学生時代の知人に霊感のある男がいた。日常でフッと幽霊が見えることがあるらしい。たとえば部屋でひとり勉強していた時のこと。ふと集中が切れてうしろを振り返ると、部屋の隅に女の子が立っている。あるいは、京都の三条大橋を歩いていた時のこと。何かを感じて視線を下にやると、地面に武士の生首がごろりと転がっている。

「やばいんだよ、俺……」

そう言っていたが、私は嘘くささを感じていた。その男が筋トレマニアで、分厚い大胸筋とゴリラのような上腕を持っていたからである。このへん私の偏見ではあるが、マッチョに霊感などあるはずがないのだ。

「見えちゃうんだよ、見たくないのに……」

そう話すあいだも大胸筋は動いていたし、身振り手振りのたびに上腕二頭筋が筋張っていた。「どうせブン殴るんだろ」と私は思っていた。女の子の幽霊を深い意味もなくブン殴ったんだろ。武士の生首だって、ゴリラがウンコ投げるくらいの気軽さでブン投げたんだろ。

怪談の語り手には、相応の見た目が求められるんだと思う。げっそりしていること、目が血走っていること、目の下にくまがあること。今まさに怪奇の犠牲になり、命からがら逃げ帰ってきた雰囲気のあることが望ましい。稲川淳二なんて、まさにげっそりしているだろう。

マッチョの語る怪談には、そのへんの説得力がない。とくに私がマッチョに偏見を持っているからだろう。マッチョに怪談を語られても、「ブン殴ればいいじゃん」の一点ばりである。うらめしい女がいようがブン殴ればいい。すべては「うるせえ」の四文字で解決できるんだから。

幽霊サイドでも話は同じである。マッチョな幽霊には何の説得力もない。マッチョに化けて出ることは許されない。「踏切の近くに夜な夜な幽霊が立つ」というとき、許されるのは女の幽霊か子供の幽霊であり、それがマッチョな男ではまったく怖くない。

「夜な夜な踏切に立つ、タンクトップ姿のマッチョな幽霊。

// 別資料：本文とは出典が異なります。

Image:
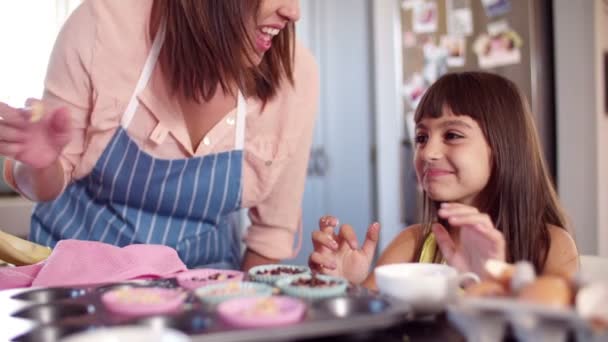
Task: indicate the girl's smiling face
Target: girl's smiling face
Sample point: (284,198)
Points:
(452,158)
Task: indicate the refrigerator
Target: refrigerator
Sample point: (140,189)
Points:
(512,38)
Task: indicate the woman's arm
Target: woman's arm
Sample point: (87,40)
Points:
(252,259)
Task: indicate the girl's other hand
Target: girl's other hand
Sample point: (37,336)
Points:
(33,135)
(339,254)
(478,239)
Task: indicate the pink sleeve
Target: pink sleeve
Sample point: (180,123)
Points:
(68,83)
(276,220)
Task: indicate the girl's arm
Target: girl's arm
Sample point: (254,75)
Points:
(401,249)
(563,256)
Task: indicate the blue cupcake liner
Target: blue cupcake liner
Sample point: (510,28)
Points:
(217,293)
(272,279)
(313,293)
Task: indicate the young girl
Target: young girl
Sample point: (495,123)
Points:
(487,193)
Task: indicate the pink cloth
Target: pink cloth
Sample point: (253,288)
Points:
(75,262)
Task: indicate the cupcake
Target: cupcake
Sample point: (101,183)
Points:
(261,312)
(271,273)
(217,293)
(313,286)
(201,277)
(143,300)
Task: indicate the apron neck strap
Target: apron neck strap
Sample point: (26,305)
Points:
(241,113)
(144,78)
(146,73)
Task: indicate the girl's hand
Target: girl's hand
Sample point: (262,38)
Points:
(339,254)
(32,135)
(479,239)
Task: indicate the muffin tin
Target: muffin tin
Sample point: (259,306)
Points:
(50,314)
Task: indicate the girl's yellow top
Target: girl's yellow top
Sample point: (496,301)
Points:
(429,250)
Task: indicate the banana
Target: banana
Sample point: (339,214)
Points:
(19,252)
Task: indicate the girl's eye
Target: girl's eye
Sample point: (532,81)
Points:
(421,139)
(452,136)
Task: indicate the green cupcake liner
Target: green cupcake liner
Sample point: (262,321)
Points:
(313,293)
(217,293)
(272,279)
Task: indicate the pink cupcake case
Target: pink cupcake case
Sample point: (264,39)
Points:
(194,279)
(143,300)
(254,312)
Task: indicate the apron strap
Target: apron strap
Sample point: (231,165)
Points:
(145,75)
(241,113)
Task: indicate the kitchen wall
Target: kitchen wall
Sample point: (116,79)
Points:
(581,39)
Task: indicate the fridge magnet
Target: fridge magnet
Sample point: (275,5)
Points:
(425,17)
(455,48)
(409,4)
(409,39)
(435,61)
(460,18)
(494,8)
(413,89)
(498,48)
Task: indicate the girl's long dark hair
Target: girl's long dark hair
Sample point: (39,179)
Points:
(520,196)
(208,44)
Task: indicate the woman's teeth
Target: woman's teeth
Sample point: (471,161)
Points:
(270,31)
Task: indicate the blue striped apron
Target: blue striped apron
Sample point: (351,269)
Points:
(132,197)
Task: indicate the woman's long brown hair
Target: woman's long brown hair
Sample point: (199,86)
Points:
(208,44)
(520,196)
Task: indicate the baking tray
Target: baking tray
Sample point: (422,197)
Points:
(49,314)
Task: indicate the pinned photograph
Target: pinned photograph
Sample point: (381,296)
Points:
(409,4)
(456,51)
(499,47)
(413,89)
(425,17)
(459,18)
(495,8)
(409,39)
(435,61)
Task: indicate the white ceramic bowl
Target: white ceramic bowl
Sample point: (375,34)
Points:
(428,288)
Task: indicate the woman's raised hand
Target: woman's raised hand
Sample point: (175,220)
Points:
(479,240)
(339,254)
(33,135)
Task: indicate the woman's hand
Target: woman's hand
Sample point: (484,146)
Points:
(339,254)
(32,135)
(478,241)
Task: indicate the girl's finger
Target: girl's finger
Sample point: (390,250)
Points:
(10,134)
(323,261)
(10,150)
(348,234)
(327,223)
(12,116)
(371,239)
(322,240)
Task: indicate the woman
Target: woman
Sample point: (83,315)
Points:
(142,143)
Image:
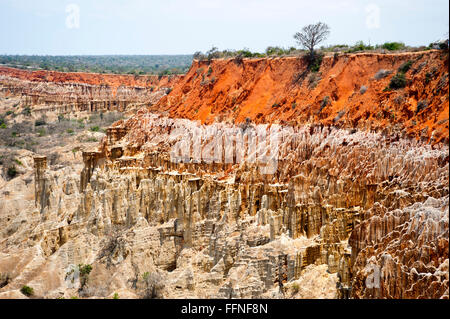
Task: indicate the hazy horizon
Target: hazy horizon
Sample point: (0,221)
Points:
(178,27)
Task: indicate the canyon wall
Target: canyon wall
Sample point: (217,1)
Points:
(347,91)
(73,92)
(242,183)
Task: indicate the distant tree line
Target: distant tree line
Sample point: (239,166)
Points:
(116,64)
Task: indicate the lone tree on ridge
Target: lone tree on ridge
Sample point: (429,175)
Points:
(311,35)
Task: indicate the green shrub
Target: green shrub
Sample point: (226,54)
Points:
(428,77)
(41,132)
(40,122)
(324,103)
(27,291)
(398,81)
(84,269)
(393,46)
(315,62)
(11,172)
(26,111)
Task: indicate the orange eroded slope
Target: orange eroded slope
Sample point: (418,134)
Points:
(273,90)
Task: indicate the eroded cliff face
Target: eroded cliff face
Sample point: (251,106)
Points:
(50,91)
(347,91)
(287,204)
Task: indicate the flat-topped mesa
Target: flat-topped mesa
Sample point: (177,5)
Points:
(40,196)
(75,92)
(91,160)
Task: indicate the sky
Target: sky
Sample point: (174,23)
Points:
(79,27)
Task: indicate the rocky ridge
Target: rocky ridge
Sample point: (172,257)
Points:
(352,209)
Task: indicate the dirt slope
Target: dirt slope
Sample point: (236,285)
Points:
(344,93)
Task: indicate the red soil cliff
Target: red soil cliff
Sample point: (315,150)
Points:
(343,93)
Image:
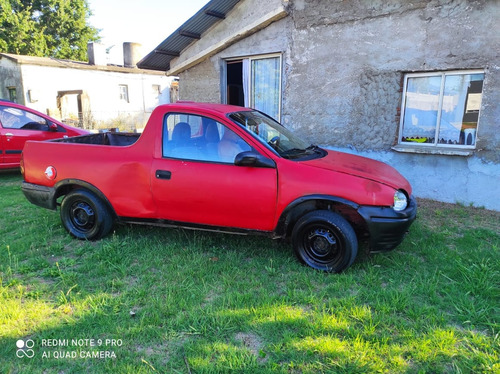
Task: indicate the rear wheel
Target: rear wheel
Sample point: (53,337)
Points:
(85,216)
(325,241)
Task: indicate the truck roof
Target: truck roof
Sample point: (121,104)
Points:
(220,108)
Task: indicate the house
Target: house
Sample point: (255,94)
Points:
(414,84)
(92,95)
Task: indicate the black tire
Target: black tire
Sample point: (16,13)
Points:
(325,241)
(85,216)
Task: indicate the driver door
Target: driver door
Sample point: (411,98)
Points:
(196,181)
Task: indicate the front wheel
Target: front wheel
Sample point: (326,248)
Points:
(325,241)
(85,216)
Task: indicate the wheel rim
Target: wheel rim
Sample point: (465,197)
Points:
(82,216)
(323,246)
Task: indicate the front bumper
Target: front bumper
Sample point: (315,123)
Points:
(387,227)
(40,195)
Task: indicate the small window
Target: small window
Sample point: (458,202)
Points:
(123,93)
(156,91)
(441,109)
(12,94)
(14,118)
(192,137)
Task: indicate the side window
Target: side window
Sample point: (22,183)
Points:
(13,118)
(192,137)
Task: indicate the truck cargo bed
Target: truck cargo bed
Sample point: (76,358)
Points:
(107,138)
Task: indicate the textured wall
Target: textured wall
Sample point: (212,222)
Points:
(354,53)
(344,62)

彼は数年前、踏切りに挟まれたまま電車に轢かれ、無念の死を遂げたのだ……」

とか言われても、「マッチョなんだし、踏切こじ開ければよかったじゃん」と思ってしまう。「なんでこじ開けなかったの?」である。電車が来たって両手でおさえて停止させればいい。そのための筋肉だろう。最悪ハネられても死にゃあしない。マッチョなんだから。

「蚊かな? あ、特急か」

そんな反応だろう。マッチョなんだから。

まあ、うすうす勘づいてはいるが、私のマッチョイメージはおかしい。マッチョとゴリラと富士山とガーディアンの区別がついていない。マッチョとチンパンジーとブラキオサウルスと木星が同じ箱に入っている。グーグルでマッチョと検索したら「もしかして:不死身」と出ると思いこんでいる。それは自覚している。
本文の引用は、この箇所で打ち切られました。